OBJECTIVE: To study the clinical spectrum and endocrine profile of pituitary tumors presenting to a tertiary care endocrine center.

METHODS: Retrospective analysis of clinical and hormonal data of patients with pituitary tumors admitted in the Endocrinology Department of Sher-i-Kashmir Institute of Medical Sciences, Srinagar, Kashmir India between January 1989 and December 1998.

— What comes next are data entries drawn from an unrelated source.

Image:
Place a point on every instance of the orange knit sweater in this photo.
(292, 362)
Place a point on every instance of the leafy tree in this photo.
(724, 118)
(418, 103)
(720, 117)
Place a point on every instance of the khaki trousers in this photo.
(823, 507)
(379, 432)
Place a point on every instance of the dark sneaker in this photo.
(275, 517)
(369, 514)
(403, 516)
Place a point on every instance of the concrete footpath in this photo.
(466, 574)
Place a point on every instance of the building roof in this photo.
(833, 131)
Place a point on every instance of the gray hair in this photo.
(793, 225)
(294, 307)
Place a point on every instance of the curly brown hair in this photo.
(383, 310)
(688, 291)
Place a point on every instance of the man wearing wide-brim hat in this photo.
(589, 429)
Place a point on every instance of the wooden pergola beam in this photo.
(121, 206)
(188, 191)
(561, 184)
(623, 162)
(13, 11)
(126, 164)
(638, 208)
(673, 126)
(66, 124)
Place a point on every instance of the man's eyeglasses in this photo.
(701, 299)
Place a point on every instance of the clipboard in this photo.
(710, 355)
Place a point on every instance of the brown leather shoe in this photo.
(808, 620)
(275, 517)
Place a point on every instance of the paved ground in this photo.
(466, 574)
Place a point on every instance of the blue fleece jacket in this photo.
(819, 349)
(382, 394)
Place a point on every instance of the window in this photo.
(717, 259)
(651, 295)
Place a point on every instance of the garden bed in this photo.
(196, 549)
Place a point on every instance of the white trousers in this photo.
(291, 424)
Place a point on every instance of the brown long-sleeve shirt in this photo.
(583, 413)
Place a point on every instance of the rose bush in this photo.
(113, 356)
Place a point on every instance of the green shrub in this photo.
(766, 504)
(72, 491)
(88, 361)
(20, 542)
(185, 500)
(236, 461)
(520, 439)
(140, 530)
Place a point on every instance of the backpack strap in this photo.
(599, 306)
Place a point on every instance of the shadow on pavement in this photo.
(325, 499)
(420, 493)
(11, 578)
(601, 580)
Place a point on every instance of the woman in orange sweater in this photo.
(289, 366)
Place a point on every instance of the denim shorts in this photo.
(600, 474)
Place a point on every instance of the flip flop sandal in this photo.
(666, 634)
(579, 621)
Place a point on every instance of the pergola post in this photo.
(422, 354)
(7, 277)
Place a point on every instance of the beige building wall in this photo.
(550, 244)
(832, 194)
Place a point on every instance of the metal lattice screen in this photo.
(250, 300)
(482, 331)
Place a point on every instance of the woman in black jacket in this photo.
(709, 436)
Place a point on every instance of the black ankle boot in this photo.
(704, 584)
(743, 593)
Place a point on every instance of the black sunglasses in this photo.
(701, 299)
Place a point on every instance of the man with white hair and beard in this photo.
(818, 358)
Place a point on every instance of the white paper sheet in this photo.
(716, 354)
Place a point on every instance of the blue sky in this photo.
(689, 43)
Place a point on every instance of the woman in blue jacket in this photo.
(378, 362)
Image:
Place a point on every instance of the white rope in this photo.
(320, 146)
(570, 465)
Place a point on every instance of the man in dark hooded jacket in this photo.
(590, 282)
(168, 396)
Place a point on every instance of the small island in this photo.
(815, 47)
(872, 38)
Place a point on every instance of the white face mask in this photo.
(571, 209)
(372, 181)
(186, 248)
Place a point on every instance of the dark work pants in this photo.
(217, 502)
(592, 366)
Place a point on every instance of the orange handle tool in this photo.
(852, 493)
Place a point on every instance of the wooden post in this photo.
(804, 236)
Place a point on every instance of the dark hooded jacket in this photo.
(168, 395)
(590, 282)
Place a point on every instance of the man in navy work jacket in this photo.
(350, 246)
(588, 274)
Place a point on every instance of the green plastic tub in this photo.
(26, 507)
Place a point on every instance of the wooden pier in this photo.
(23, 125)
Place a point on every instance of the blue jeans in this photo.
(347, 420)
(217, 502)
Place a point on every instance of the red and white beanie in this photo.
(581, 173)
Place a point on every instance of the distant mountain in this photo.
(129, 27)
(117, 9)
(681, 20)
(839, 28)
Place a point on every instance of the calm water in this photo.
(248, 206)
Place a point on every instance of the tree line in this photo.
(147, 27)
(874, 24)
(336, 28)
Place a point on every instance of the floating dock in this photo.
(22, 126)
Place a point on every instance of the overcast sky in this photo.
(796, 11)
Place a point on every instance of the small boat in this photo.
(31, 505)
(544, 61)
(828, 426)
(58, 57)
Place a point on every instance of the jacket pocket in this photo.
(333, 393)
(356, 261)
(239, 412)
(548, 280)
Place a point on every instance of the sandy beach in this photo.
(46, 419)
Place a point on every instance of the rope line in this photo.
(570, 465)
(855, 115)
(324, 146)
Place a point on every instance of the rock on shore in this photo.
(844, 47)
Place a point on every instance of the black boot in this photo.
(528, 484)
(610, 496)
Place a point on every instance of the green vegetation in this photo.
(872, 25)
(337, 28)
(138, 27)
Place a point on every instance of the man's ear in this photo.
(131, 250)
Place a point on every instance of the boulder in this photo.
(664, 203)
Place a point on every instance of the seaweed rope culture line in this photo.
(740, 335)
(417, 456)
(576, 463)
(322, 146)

RESULTS: Over a period of one decade, 75 subjects were diagnosed to have pituitary tumors. Somatotroph adenoma was the most common pituitary mass lesion seen (44/75) and followed in the decreasing order of frequency, by non-functioning pituitary tumor (12/75), prolactinoma (11/75) and corticotroph adenoma (8/75). Overall there was a male preponderance (male to female ratio was 41:34). Subjects with somatotroph adenoma presented with classical features of acromegaly: mean fasting and post glucose suppression growth hormone levels were 34.04+/-11.67 and 36.47+/-6.64 ng/ml. Eleven subjects (9 females and 2 males) had prolactinoma; females presented with the classical symptom complex of amenorrhea-galactorrhea while males presented with headache, visual disturbances and impotence. The 12 subjects with nonfunctioning pituitary tumors presented with features of mass lesion. Of the 8 subjects (6 females and 2 males) with corticotroph adenomas, 2 were confirmed to have periodic hormonogenesis.

CONCLUSION: In an endocrine center, functioning pituitary tumors are more often seen than non-functioning tumors.